DETROIT (Reuters) - General Motors Corp will invest $30 million in its planned U.S. plant that will build next-generation batteries for its all-electric Chevrolet Volt, the head of GM's flagship Chevrolet brand said on Tuesday.

The facility, scheduled to open in Michigan in 2010, will assemble lithium-ion battery cells manufactured by South Korea's LG Chem Ltd into 400-pound packs, which will power the heavily touted Volt plug-in car.

"We chose Chevy because we can't be niche with the Volt.

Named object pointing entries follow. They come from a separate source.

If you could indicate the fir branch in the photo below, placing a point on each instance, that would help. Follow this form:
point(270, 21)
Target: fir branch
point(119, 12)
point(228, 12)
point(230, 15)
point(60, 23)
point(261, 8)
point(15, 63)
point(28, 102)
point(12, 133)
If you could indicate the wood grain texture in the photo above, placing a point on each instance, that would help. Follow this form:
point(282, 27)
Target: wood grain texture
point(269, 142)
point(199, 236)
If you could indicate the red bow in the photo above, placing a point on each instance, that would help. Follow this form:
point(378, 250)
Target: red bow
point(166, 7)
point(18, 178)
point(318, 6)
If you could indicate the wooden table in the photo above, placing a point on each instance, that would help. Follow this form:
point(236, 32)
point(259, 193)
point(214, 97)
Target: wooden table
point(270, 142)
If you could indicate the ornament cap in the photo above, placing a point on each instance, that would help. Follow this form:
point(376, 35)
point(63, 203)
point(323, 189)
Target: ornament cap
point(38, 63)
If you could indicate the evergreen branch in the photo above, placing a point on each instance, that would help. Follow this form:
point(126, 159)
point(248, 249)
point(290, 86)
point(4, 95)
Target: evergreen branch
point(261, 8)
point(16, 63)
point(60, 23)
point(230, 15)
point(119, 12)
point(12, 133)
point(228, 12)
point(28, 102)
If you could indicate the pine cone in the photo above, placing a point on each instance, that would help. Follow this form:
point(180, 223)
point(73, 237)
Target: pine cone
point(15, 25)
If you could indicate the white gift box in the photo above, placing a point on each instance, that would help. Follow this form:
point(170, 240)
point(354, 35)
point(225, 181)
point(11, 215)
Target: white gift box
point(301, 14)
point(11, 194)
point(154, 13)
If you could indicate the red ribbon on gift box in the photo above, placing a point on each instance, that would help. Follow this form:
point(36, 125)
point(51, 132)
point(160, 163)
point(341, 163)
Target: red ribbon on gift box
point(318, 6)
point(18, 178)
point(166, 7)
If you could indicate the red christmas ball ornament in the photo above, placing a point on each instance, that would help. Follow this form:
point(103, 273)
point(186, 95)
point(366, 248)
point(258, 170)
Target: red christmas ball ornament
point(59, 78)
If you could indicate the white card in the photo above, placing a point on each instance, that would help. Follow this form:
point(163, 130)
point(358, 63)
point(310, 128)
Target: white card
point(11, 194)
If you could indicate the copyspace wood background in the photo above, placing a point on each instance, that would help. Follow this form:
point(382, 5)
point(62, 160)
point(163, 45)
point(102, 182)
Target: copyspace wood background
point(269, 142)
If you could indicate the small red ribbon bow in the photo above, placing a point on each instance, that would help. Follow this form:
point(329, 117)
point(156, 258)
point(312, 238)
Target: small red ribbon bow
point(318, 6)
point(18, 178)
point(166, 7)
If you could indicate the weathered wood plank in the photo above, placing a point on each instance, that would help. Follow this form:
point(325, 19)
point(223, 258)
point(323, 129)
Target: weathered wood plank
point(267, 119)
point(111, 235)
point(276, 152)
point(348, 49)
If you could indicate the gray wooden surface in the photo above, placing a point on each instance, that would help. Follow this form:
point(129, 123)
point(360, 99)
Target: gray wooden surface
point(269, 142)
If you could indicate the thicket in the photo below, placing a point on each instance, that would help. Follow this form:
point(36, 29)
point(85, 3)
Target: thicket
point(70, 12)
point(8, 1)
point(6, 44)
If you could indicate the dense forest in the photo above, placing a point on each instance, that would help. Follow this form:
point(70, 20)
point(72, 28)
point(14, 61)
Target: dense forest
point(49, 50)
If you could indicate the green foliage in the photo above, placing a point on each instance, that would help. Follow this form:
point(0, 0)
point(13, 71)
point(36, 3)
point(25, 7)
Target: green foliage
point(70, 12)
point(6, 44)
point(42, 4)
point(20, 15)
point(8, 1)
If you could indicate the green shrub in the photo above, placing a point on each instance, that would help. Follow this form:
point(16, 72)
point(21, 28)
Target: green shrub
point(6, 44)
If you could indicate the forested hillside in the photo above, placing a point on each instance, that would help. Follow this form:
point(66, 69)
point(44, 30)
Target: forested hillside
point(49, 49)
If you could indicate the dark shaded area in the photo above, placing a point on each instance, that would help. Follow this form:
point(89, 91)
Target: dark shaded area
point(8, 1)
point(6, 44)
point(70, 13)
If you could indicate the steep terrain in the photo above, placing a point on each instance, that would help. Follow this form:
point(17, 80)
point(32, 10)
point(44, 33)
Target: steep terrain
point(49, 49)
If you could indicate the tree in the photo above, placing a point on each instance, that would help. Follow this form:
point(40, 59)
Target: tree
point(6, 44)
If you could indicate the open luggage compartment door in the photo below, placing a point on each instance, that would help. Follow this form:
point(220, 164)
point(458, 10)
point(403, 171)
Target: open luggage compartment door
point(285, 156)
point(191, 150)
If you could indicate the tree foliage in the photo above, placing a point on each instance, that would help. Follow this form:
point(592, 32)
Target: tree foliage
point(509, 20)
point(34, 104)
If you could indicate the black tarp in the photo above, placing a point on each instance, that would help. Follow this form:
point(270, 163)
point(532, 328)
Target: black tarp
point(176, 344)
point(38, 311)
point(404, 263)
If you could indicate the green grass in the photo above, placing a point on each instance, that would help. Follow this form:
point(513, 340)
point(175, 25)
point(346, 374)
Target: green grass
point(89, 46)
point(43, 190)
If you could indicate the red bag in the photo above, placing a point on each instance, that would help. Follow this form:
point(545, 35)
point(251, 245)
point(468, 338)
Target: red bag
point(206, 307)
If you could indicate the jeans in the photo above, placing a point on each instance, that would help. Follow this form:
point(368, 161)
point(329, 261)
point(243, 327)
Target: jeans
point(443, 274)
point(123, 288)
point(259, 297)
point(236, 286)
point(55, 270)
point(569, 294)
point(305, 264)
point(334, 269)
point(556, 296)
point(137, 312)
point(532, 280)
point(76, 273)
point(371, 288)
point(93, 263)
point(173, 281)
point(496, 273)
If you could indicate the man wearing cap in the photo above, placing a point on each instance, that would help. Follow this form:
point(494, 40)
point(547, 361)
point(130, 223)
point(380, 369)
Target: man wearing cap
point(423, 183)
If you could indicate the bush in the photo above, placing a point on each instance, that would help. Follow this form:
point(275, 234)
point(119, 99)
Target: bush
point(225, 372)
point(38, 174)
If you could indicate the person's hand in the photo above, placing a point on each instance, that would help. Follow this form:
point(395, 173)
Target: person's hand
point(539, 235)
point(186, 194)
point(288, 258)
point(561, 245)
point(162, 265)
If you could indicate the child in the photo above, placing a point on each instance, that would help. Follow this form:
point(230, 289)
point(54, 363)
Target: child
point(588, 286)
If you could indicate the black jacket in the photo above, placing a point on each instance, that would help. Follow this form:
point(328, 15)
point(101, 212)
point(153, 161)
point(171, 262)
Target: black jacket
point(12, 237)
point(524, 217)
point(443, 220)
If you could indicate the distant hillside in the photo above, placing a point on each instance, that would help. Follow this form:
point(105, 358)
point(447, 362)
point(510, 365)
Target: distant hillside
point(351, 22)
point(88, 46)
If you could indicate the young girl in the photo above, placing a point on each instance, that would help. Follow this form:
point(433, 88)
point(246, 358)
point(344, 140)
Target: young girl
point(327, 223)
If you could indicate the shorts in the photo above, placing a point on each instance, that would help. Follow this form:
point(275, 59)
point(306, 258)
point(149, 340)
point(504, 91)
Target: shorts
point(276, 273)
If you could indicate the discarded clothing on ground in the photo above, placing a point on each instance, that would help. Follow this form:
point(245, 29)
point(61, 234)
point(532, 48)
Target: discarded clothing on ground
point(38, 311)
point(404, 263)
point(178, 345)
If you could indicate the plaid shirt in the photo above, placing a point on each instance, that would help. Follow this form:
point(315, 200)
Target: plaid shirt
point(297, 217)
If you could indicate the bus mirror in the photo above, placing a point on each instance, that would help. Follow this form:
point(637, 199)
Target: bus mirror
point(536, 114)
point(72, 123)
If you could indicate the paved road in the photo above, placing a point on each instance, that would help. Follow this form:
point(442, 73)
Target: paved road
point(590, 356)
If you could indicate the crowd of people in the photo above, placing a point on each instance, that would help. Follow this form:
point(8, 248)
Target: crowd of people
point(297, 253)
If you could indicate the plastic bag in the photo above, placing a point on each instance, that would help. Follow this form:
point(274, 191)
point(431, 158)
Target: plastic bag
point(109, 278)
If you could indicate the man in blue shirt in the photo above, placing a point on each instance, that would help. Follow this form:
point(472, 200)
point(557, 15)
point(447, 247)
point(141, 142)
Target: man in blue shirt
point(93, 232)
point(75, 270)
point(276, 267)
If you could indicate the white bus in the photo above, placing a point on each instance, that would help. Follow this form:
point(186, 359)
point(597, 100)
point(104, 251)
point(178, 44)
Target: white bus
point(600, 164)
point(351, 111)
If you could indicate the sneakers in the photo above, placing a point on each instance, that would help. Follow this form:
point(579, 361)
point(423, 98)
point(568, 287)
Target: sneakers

We have to make it a mass-production vehicle," Ed Peper, North American vice president of GM's Chevrolet brand, said at the Automotive News World Congress in Detroit.

The Volt, which is being designed to run 40 miles on a single battery charge, has become the centerpiece of GM's attempt to reinvent its product line at a time when sales remain at decade lows.

GM's sales dropped 23 percent in 2008 and the automaker came within days of running out of cash before the Bush administration approved its request in late December for $13.4 billion in emergency loans.

Peper said the lack of credit available to consumers has been very difficult and that the shift of GMAC, its main auto financing partner, to a bank holding status in late December was a "big boost" for the automaker.

"We are starting to see credit loosen up slightly, not that much yet, but it is particularly important at the low end of the market," Peper said.